Il est absolument évident que le piano, comme l'orgue ou le clavecin, est limité au point de vue de l'expression individuelle des notes, puisqu'on ne peut agir que sur la vélocité de ces notes (nuances).
Les notes ne peuvent « chanter » que les unes
par rapport aux autres, alors que l'énorme avantage des instruments solistes est de pouvoir rendre expressif chaque note, comme avec la voix humaine.
De même que chaque note est modulable en montée comme en descente, quand les notes des claviers sont fixes.

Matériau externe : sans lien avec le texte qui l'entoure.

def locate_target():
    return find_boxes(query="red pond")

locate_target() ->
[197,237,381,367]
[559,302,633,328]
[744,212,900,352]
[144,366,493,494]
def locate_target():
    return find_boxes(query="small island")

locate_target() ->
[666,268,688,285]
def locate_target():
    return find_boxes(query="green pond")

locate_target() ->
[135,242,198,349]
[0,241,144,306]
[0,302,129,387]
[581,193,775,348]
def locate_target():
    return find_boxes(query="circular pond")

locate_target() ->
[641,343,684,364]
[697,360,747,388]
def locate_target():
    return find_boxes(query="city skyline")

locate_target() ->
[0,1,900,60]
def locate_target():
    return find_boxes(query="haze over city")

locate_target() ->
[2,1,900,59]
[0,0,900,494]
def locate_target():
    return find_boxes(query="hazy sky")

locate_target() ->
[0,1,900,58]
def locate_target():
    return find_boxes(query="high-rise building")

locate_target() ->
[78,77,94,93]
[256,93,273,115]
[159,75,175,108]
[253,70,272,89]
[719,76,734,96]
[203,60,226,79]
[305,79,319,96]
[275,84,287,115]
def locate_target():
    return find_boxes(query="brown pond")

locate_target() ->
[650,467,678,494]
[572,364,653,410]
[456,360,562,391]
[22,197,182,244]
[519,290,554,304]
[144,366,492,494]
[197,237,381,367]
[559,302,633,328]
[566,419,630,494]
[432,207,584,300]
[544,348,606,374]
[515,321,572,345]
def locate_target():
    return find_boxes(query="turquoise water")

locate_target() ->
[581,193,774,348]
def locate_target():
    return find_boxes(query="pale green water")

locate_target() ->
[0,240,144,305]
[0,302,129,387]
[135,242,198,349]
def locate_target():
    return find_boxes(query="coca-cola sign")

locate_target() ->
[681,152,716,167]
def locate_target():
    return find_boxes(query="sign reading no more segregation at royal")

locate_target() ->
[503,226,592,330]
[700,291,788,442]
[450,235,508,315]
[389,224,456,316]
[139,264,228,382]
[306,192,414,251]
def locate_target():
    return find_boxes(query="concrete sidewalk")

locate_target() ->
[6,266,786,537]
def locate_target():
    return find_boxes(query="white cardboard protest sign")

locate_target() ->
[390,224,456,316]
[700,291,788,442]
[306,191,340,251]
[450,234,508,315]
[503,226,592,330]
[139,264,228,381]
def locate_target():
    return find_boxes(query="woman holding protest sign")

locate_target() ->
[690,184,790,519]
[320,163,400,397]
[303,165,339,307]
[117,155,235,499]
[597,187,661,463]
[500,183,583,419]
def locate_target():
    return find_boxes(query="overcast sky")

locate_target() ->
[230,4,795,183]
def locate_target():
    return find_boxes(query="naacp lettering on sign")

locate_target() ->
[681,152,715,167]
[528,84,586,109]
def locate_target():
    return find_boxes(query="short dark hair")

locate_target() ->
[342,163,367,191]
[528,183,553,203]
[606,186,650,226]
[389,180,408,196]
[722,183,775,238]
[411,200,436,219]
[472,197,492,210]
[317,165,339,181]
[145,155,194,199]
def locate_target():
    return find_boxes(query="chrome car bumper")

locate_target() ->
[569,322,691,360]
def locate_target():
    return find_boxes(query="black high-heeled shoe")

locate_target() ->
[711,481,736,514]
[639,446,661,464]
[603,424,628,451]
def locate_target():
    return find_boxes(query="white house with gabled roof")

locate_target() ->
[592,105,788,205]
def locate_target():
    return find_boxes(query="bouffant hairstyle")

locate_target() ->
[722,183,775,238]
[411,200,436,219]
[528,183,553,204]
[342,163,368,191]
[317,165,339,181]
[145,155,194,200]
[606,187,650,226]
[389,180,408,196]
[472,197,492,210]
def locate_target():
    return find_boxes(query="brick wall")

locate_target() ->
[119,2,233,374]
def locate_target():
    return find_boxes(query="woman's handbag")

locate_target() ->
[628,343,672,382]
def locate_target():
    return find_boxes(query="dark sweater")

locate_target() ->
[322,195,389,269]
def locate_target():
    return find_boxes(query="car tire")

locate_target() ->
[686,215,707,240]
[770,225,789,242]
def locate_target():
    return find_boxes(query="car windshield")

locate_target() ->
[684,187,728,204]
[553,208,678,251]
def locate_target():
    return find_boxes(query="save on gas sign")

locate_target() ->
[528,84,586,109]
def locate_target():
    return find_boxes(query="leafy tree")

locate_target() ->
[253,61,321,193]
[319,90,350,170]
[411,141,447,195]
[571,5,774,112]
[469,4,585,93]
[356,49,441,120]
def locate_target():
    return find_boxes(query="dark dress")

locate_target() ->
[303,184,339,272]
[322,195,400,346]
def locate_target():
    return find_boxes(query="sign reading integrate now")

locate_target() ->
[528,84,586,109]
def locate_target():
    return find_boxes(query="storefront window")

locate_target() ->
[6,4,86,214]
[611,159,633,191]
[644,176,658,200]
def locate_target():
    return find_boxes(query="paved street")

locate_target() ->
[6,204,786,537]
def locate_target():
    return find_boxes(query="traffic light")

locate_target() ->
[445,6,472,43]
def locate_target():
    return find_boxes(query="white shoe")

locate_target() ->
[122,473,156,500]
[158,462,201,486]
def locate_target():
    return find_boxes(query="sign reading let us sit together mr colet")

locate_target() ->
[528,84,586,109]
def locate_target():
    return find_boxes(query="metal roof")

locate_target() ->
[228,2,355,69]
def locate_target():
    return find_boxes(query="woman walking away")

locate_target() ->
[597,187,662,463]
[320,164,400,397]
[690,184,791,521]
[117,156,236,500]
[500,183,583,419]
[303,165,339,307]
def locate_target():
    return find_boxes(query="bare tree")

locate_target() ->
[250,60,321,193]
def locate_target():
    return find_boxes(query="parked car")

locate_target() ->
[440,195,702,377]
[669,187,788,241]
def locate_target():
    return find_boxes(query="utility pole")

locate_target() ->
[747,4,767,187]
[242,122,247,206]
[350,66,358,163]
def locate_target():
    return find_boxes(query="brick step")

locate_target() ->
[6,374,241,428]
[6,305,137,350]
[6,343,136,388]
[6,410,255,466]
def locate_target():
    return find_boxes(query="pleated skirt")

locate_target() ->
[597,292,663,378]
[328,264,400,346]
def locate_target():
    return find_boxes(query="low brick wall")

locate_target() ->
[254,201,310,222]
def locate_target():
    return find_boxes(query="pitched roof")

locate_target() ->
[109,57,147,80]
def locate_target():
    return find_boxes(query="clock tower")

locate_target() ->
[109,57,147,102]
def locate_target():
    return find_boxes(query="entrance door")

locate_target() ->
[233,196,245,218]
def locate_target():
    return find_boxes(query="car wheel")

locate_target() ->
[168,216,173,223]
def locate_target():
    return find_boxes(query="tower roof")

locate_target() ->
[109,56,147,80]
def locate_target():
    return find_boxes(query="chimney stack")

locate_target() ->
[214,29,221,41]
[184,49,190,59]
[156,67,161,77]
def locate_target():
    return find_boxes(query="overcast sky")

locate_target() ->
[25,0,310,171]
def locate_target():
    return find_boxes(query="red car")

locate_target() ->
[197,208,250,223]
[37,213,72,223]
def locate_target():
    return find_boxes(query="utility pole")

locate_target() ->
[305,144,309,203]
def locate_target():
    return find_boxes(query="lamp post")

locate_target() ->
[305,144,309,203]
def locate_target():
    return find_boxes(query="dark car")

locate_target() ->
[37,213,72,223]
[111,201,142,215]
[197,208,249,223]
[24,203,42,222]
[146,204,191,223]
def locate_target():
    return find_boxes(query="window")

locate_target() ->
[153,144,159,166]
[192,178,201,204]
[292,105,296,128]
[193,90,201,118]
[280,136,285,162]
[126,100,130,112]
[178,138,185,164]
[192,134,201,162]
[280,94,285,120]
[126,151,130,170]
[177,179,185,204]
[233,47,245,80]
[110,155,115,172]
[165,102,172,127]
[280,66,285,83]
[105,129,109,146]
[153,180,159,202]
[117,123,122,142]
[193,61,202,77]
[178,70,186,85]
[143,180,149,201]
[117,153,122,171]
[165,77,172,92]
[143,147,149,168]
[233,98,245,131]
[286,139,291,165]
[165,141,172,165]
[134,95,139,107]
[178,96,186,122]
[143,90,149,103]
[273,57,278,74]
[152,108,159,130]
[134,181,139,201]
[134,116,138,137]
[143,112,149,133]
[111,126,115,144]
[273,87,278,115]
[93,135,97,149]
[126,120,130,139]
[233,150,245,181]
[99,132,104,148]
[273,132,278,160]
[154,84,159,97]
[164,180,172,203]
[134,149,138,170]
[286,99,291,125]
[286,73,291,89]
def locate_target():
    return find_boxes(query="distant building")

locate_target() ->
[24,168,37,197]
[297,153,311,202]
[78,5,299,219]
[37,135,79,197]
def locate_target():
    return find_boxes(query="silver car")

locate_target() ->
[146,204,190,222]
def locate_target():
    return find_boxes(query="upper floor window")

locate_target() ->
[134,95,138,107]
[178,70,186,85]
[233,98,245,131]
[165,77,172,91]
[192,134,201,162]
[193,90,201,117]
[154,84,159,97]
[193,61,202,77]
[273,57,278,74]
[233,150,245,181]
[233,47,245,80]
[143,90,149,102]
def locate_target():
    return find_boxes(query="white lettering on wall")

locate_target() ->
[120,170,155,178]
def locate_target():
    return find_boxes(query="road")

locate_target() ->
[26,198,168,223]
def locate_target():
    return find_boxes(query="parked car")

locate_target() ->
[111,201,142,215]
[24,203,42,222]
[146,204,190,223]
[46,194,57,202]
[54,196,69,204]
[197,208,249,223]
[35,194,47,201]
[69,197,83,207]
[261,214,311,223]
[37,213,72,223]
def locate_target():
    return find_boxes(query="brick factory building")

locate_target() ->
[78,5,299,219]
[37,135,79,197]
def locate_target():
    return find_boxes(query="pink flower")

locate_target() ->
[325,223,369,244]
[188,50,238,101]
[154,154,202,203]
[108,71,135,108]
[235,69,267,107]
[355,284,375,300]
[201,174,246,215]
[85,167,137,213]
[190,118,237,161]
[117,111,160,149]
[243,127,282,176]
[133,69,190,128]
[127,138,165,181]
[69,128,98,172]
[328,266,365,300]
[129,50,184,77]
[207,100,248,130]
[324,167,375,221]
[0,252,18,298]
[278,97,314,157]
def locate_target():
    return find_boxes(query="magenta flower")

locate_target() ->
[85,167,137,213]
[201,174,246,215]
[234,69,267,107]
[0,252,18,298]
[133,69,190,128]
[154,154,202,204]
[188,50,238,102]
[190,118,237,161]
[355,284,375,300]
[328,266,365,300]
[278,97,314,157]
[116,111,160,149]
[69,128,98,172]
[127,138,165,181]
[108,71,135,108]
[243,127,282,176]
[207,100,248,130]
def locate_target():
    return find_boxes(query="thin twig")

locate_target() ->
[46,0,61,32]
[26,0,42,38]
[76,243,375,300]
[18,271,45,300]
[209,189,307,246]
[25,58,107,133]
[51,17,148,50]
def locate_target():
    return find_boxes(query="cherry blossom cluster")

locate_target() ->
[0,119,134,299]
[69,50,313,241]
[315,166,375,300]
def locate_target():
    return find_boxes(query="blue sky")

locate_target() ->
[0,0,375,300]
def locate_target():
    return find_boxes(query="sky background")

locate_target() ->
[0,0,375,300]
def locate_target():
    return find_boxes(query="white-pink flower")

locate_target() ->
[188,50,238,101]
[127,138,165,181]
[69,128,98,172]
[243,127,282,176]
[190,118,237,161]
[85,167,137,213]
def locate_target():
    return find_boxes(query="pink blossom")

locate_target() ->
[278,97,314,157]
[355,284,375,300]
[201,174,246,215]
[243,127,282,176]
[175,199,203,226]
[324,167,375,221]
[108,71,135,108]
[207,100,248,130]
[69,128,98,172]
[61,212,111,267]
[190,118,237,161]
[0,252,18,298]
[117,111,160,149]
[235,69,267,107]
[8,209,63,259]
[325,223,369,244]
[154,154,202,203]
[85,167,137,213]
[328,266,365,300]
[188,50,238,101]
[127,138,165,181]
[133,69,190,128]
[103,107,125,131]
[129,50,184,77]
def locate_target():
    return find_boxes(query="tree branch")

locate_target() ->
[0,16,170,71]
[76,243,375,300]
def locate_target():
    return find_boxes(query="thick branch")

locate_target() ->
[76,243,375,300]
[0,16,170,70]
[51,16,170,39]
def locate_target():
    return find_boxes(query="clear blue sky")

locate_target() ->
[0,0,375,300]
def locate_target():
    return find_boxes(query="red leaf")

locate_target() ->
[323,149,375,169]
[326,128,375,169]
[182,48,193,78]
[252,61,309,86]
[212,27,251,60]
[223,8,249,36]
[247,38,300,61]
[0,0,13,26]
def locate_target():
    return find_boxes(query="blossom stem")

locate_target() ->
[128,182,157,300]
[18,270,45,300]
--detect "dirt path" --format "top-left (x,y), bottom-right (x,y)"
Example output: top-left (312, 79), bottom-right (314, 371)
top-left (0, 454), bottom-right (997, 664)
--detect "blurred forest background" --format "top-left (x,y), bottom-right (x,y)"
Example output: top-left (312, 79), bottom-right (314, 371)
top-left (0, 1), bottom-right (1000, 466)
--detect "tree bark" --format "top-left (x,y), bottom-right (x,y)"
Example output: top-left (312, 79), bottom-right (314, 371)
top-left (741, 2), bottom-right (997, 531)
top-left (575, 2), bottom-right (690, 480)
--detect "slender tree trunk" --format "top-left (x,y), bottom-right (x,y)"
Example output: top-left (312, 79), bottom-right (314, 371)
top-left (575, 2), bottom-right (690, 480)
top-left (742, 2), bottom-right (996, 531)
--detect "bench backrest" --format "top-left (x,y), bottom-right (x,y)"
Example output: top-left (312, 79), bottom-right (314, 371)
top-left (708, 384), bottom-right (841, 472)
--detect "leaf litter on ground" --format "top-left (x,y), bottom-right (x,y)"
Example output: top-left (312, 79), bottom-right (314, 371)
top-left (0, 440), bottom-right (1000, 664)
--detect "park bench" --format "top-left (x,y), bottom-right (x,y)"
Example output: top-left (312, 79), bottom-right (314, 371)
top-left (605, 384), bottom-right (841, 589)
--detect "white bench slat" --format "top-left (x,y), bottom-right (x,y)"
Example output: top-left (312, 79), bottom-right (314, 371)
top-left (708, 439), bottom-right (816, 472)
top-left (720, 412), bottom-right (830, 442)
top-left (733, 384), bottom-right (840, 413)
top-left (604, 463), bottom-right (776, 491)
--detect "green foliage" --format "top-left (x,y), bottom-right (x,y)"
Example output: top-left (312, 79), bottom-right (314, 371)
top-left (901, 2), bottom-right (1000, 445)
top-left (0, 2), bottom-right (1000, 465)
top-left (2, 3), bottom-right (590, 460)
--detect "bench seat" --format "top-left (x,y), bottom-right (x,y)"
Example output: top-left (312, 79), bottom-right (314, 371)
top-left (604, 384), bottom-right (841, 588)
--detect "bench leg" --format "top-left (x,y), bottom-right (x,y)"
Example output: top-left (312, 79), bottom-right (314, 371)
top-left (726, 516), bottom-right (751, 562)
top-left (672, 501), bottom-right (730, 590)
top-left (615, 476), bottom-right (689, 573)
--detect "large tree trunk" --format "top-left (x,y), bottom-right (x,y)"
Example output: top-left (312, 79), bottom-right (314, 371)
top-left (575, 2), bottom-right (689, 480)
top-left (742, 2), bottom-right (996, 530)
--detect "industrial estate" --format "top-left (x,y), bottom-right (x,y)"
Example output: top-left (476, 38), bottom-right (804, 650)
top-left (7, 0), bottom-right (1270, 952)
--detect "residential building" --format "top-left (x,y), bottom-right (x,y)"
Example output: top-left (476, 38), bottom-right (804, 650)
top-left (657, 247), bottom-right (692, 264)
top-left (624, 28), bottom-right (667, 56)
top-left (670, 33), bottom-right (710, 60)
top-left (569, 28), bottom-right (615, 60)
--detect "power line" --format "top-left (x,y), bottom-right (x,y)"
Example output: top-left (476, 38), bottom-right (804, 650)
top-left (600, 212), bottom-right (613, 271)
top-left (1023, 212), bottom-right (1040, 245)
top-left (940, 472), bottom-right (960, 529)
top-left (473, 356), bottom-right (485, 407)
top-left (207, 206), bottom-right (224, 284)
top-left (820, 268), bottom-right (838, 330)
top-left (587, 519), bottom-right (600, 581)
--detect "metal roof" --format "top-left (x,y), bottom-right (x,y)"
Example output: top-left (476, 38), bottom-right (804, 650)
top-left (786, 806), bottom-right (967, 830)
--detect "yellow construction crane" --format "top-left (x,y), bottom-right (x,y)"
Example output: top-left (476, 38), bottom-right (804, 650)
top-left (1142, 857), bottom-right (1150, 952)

Bien entendu, la polyphonie des claviers permet de compenser cette impossibilité mécanique et physique, ou plutôt de trouver un biais par l'écriture.
L'écriture aux claviers permet de trouver certains artifices à ces impossibilités, et quand on parle d'
expressivité, de
musicalité, je pense que l'une des clefs consiste à comprendre les dynamiques, les forces centrifuges, les élans, à l'intérieur des œuvres,qui correspondent à des efforts mécaniques physiques, donc à des efforts humains demandés au corps, pour chanter notamment.
La musicalité, à mon sens, est la dimension humaine, avec ses forces et ses faiblesses, c'est bien ce qu'on cherche dans la musique, l'effort, et le ressenti dans cet effort, qu'ils soient physiques ou transcendés. Toute musicalité est chant,
mélodie (le sens premier du terme de mélodie !).
Le
rubato en est la forme la plus expressive, mais si on enlève cette dimension matérialisée de l'expressivité, une œuvre de Bach se passera de cette dimension humaine, elle s'effacera devant le langage musical.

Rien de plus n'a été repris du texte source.